O Itamaraty tartamudeou a respeito, ora sabia, ora não sabia da invasão; e não mais se falou a respeito. A chanchada terminou nas mãos do presidente da República, que, semana passada, por três vezes afirmou que não reconheceria o governo hondurenho recém eleito sob holofotes internacionais. Confesso ter estranhado que o entrevistador, na televisão, por três vezes perguntasse ao presidente, como se uma resposta sua, clara e inteligível, não fosse bastante. Foram três sucessivas respostas, não, não e não. É de notar-se, até agora, os presidentes sempre tiveram nos ministros, de sua livre escolha e confiança, cada qual em seu setor, os naturais e legais conselheiros; agora um ministro não basta, e o resultado é esse.
Em verdade, o caso chega a ser enigmático. O alegado seria que a eleição teria sido feita sob governo “golpista” em desfavor de um presidente legal destituído. Contudo, pelo que foi publicado, sob inspirações de hermano venezuelano, o ex-presidente pretendeu derrogar, mediante plebiscito, cláusula constitucional pétrea, que vedava a reeleição. Aí começou a novela, na qual o Brasil veio a acasalar-se com a Venezuela para a melancólica aventura que ainda não terminou.
Outro dado, de indisfarçável gravidade, liga o Brasil à Venezuela. Salvo melhor juízo, contra todas as evidências, seria temeridade insigne admitir a Venezuela, literalmente dominada pelo cel. Chávez, no Mercosul. Mas o presidente Luiz Inácio assim o quer, embora seu amigo e hermano tenha se revelado, nacional e internacionalmente, incompatibilizado com as normas constitucionais do Mercosul e com as normas comuns do convívio diplomático… Não há quem não saiba das debilidades do Mercosul e não há quem ignore que ele não resistirá às licenças do caudilho bolivariano se no Mercosul vier a ter assento, como quer o presidente brasileiro.
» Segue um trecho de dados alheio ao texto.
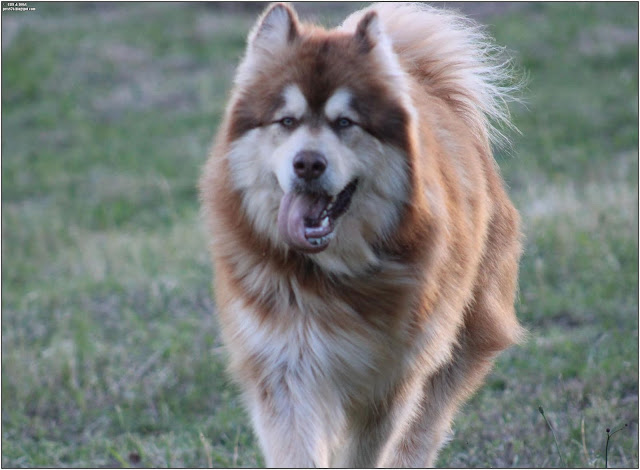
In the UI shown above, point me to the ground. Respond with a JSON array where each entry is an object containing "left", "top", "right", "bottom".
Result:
[{"left": 2, "top": 2, "right": 638, "bottom": 467}]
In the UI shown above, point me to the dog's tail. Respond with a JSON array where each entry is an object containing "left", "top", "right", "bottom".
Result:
[{"left": 342, "top": 3, "right": 523, "bottom": 149}]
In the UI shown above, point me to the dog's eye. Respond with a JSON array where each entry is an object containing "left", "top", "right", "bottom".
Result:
[
  {"left": 278, "top": 116, "right": 298, "bottom": 129},
  {"left": 334, "top": 117, "right": 353, "bottom": 129}
]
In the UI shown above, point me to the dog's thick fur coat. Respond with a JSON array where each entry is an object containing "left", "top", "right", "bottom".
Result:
[{"left": 200, "top": 4, "right": 523, "bottom": 467}]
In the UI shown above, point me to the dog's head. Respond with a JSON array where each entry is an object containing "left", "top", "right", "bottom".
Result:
[{"left": 227, "top": 4, "right": 415, "bottom": 272}]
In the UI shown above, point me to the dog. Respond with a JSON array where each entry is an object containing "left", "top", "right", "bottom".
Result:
[{"left": 200, "top": 3, "right": 524, "bottom": 467}]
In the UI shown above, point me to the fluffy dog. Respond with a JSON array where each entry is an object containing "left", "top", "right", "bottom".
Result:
[{"left": 200, "top": 4, "right": 523, "bottom": 467}]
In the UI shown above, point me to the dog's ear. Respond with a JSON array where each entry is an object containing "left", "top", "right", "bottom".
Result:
[
  {"left": 354, "top": 11, "right": 386, "bottom": 54},
  {"left": 249, "top": 3, "right": 298, "bottom": 52}
]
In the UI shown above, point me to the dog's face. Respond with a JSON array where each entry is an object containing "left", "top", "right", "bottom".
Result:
[{"left": 228, "top": 4, "right": 414, "bottom": 269}]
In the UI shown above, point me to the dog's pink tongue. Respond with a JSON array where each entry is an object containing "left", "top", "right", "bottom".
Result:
[{"left": 278, "top": 192, "right": 326, "bottom": 251}]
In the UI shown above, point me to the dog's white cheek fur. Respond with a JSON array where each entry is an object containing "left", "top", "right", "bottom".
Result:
[{"left": 227, "top": 116, "right": 409, "bottom": 274}]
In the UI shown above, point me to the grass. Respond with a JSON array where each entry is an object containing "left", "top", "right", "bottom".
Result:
[{"left": 2, "top": 2, "right": 638, "bottom": 467}]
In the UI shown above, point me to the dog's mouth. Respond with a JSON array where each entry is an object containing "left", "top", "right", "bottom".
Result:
[{"left": 278, "top": 179, "right": 358, "bottom": 253}]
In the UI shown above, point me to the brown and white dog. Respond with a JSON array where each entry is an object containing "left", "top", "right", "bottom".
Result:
[{"left": 200, "top": 4, "right": 523, "bottom": 467}]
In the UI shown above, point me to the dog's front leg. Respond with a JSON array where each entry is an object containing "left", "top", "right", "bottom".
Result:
[{"left": 249, "top": 376, "right": 342, "bottom": 468}]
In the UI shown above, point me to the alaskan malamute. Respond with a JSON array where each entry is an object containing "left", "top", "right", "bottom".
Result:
[{"left": 201, "top": 3, "right": 523, "bottom": 467}]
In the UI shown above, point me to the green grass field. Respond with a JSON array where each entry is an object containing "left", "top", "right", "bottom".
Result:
[{"left": 2, "top": 2, "right": 638, "bottom": 468}]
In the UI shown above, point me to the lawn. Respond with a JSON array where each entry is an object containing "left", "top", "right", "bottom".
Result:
[{"left": 2, "top": 2, "right": 639, "bottom": 468}]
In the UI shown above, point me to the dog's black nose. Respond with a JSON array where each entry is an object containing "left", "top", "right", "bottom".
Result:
[{"left": 293, "top": 150, "right": 327, "bottom": 181}]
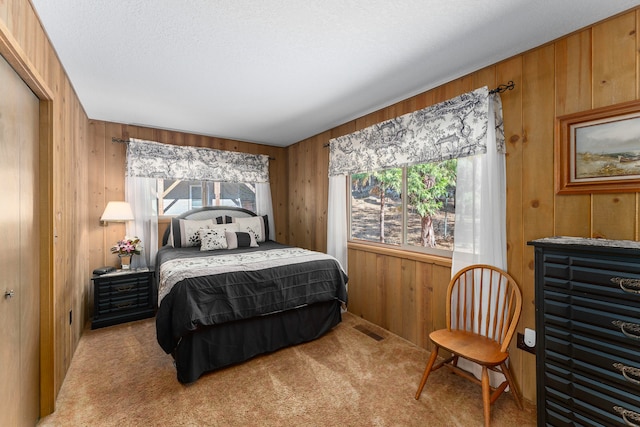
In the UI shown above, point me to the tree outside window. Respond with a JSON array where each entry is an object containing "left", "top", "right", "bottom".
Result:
[{"left": 350, "top": 160, "right": 457, "bottom": 254}]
Por que a insistência?
Aliás, dizia-se que ele era o paraninfo do bloco bolivariano, mas os fatos que se sucedem no tocante à espécie mais sugerem que o presidente brasileiro seja um liderado, líder continua sendo o cel. Chávez. Ainda agora, como convidado, ele participou de reunião do Mercosul em Montevidéu e lá procedeu como se fora dono da casa. Engane-se quem quiser.